It’s not like this is the first time I’ve had my heart broken. Obviously it’s happened before, at different times in different ways with different partners, but this time I really do worry that I won’t recover.

The first time was in grad school – the cheating and stealing. There was my first real job – culminating with that guy that lied about everything. I even took some time off, sort of, and experimented with something new. I went abroad with a new name, a new identity, but I never really got over it. Then I came back to the States, and now for the last three years or so, I really wonder if I’ll ever shake this one. Sometimes I think about throwing in the towel altogether. How many times is too many to bounce back? And will there always be something to come back to?
I’m talking about my career, of course. When I was younger, I was even naïve enough to call it a vocation, but that seems like a long time ago. I am a journalist. I should probably explain that I never meant to be one, but it happened anyway and I fell in love with it. It was the fling that took.

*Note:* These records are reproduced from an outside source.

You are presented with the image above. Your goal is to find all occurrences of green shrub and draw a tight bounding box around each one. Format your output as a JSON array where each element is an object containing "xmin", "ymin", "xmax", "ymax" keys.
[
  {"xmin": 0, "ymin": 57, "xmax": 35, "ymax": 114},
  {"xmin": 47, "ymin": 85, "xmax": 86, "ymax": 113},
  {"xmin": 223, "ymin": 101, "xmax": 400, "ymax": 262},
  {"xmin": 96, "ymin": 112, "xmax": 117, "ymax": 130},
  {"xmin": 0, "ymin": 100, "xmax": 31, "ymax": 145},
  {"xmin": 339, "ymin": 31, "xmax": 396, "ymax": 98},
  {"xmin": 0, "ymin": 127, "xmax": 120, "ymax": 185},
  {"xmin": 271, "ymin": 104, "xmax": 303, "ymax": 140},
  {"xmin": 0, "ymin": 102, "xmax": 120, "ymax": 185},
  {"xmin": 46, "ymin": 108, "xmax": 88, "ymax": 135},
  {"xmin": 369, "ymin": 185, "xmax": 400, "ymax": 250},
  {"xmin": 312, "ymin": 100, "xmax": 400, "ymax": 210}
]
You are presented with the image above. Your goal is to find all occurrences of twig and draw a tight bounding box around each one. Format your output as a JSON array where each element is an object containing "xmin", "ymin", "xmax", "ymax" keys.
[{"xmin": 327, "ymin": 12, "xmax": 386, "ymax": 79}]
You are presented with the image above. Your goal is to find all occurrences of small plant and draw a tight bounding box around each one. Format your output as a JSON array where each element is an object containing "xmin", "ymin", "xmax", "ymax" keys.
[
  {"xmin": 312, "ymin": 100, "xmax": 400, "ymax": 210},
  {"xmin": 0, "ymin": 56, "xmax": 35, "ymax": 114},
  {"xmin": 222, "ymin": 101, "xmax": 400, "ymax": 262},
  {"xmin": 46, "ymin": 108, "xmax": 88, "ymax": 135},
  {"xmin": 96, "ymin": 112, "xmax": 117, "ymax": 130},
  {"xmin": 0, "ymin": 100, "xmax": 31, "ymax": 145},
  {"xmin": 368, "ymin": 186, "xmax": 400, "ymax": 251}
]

When I was a kid, I never dreamed of being a nurse or an actress or famous. I was a bookworm who looked forward to the 4th grade because that meant I could check out three books from the school library instead of two. I loved all manner of books, but I especially loved biographies. Stories of people like Patrick Henry or Dolly Madison – the stories of real or important figures. A lot of these people also seemed to have been lawyers, which is what I was going to be when I grew up.

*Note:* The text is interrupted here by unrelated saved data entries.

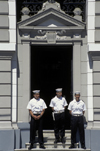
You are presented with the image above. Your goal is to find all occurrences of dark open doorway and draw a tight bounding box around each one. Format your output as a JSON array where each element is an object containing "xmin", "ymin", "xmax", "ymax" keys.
[{"xmin": 31, "ymin": 45, "xmax": 73, "ymax": 129}]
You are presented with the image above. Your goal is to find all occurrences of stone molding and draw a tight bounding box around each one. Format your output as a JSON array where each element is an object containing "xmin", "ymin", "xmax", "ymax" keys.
[
  {"xmin": 0, "ymin": 51, "xmax": 15, "ymax": 60},
  {"xmin": 18, "ymin": 8, "xmax": 85, "ymax": 27},
  {"xmin": 89, "ymin": 51, "xmax": 100, "ymax": 61}
]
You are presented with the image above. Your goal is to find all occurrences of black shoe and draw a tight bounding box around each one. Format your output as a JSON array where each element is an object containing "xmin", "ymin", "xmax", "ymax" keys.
[
  {"xmin": 61, "ymin": 137, "xmax": 65, "ymax": 143},
  {"xmin": 40, "ymin": 144, "xmax": 46, "ymax": 149},
  {"xmin": 82, "ymin": 146, "xmax": 86, "ymax": 149},
  {"xmin": 69, "ymin": 145, "xmax": 75, "ymax": 149},
  {"xmin": 54, "ymin": 138, "xmax": 60, "ymax": 144},
  {"xmin": 28, "ymin": 144, "xmax": 33, "ymax": 150}
]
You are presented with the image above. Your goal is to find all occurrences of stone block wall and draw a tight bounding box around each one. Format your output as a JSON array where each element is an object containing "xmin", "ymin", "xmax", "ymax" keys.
[
  {"xmin": 0, "ymin": 1, "xmax": 9, "ymax": 42},
  {"xmin": 0, "ymin": 0, "xmax": 17, "ymax": 127},
  {"xmin": 95, "ymin": 1, "xmax": 100, "ymax": 42},
  {"xmin": 17, "ymin": 43, "xmax": 30, "ymax": 123},
  {"xmin": 93, "ymin": 60, "xmax": 100, "ymax": 127},
  {"xmin": 0, "ymin": 0, "xmax": 11, "ymax": 124}
]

The assumption that I was going to law school was a given that persisted throughout college. Upon graduation, I worked as a paralegal at a prestigious white shoe corporate law firm in Manhattan, and it confirmed what I had already known – corporate law wasn’t for me. That was okay though, I knew I’d do public interest law or something. Then I flirted with the idea of publishing or writing, even, for a living. But it seemed so…risky. Something other people did who didn’t care about responsibilities or just had loads of self-assurance they’d make it in a career that few succeeded at.  Not conservative little me.
Then I did a couple of things. I wrote my favorite writer, Michael Ondaatje, a letter volunteering to be his assistant, should he need one, and handed it to him at a reading.  He called me to say he was flattered and already had one but would keep my name on file.  Then I interviewed at Conde Nast and had a job at Vanity Fair for roughly a day before politics nixed it. Then I went to work for a fashion/music writer as his assistant.  I mean, I was obviously still going to law school. I took the LSAT!